Source : SRC – Cote-Nord, 2 octobre 2025, par Lucas Sanniti
Une équipe de l’Université de Montréal (UdeM) sera à Uashat mak Mani-utenam cet automne pour étudier les effets de l’activité physique chez les femmes innues enceintes. L’objectif est de dresser un portrait des habitudes des patientes autochtones et de créer des outils pour offrir des conseils adaptés.

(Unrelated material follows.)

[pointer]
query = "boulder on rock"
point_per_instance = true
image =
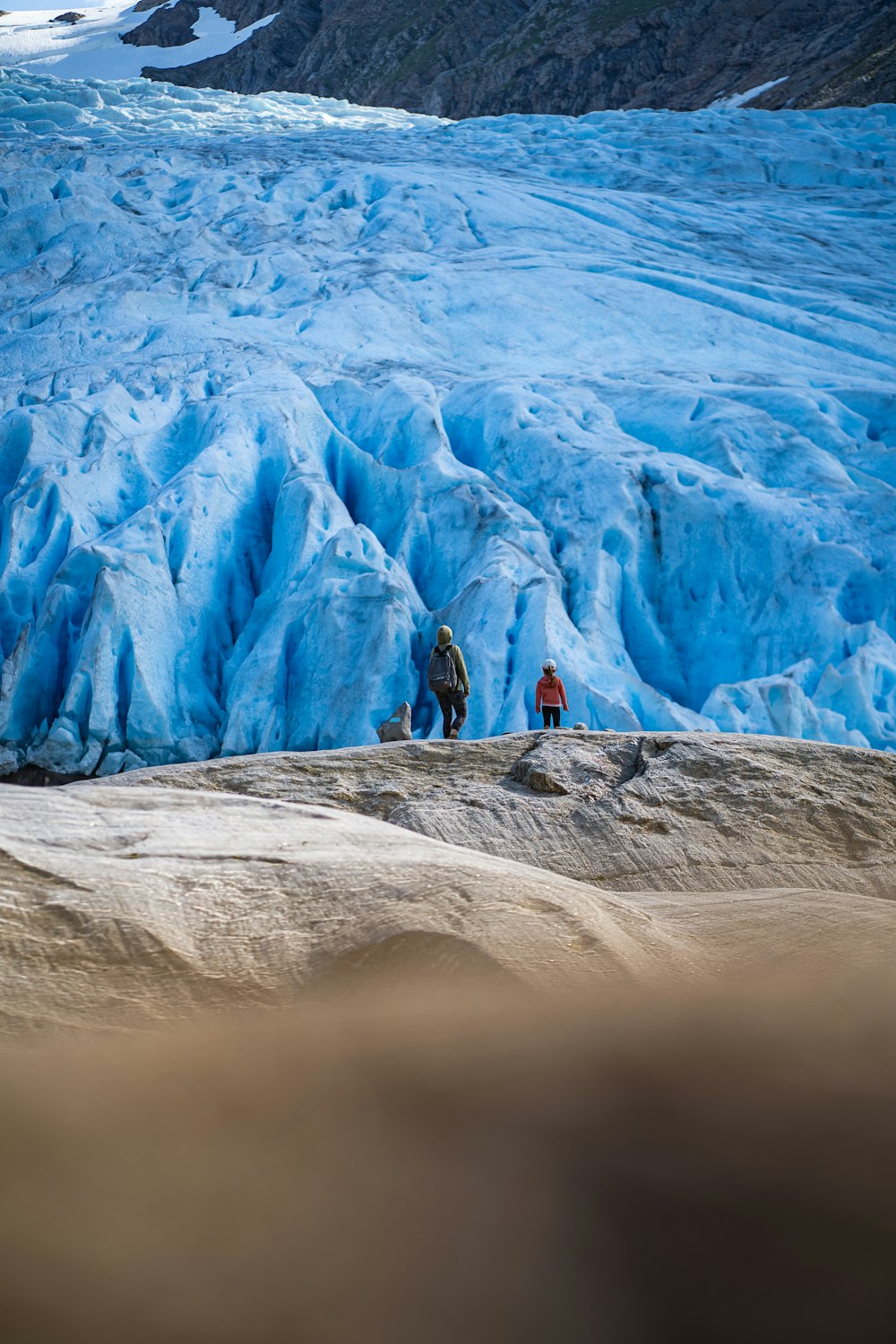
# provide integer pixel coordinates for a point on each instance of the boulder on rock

Le projet est mené par Julie Lavoie, directrice de l’École de kinésiologie et des sciences de l’activité physique de l’UdeM. Elle est accompagnée du doctorant Olivier Chenette-Stewart et de l’étudiante à la maîtrise Aurélie Boutin-Bruce. La démarche est le fruit d’une collaboration avec la directrice des services de santé d’ITUM, Marceline Tshernish.
Au cours de précédents travaux, Julie Lavoie s’est intéressée aux effets de l’activité physique pour prévenir des problèmes de haute pression durant la grossesse.
J’avais une préoccupation particulière pour les communautés autochtones parce qu’il y a un certain bassin de littérature qui démontre qu’il y a plus de diabète durant la grossesse
, explique la chercheuse. Ça augmente beaucoup plus la probabilité que les enfants et les mamans aient du diabète plus tard.
Un retour aux sources
C’est après avoir contacté Marceline Tshernish que l’équipe de recherche a constaté un vif intérêt pour l’activité physique dans la communauté.
Marceline nous a fait remarquer que promouvoir l’activité physique pendant la grossesse, c’est un peu une promotion de leurs racines en quelque sorte
, raconte Julie Lavoie. Quand elles étaient enceintes, elles faisaient du portage de canot, elles continuaient d’être actives.
C’est un retour aux traditions que Noella Mckenzie, une aînée de 73 ans, souhaite voir davantage chez les jeunes mères de sa communauté. La kukum de Mani-utenam se souvient d’un temps où les femmes parcouraient les terres, mêmes enceintes.
Ma grand-mère, c’était une sage-femme. Elle accompagnait des couples qui s’en allaient à la chasse pour aider la femme enceinte lors de son accouchement
, se remémore-t-elle.
On ne sait pas ce que l’avenir nous réserve. On devrait reprendre ces techniques-là, comme les Innus faisaient avant.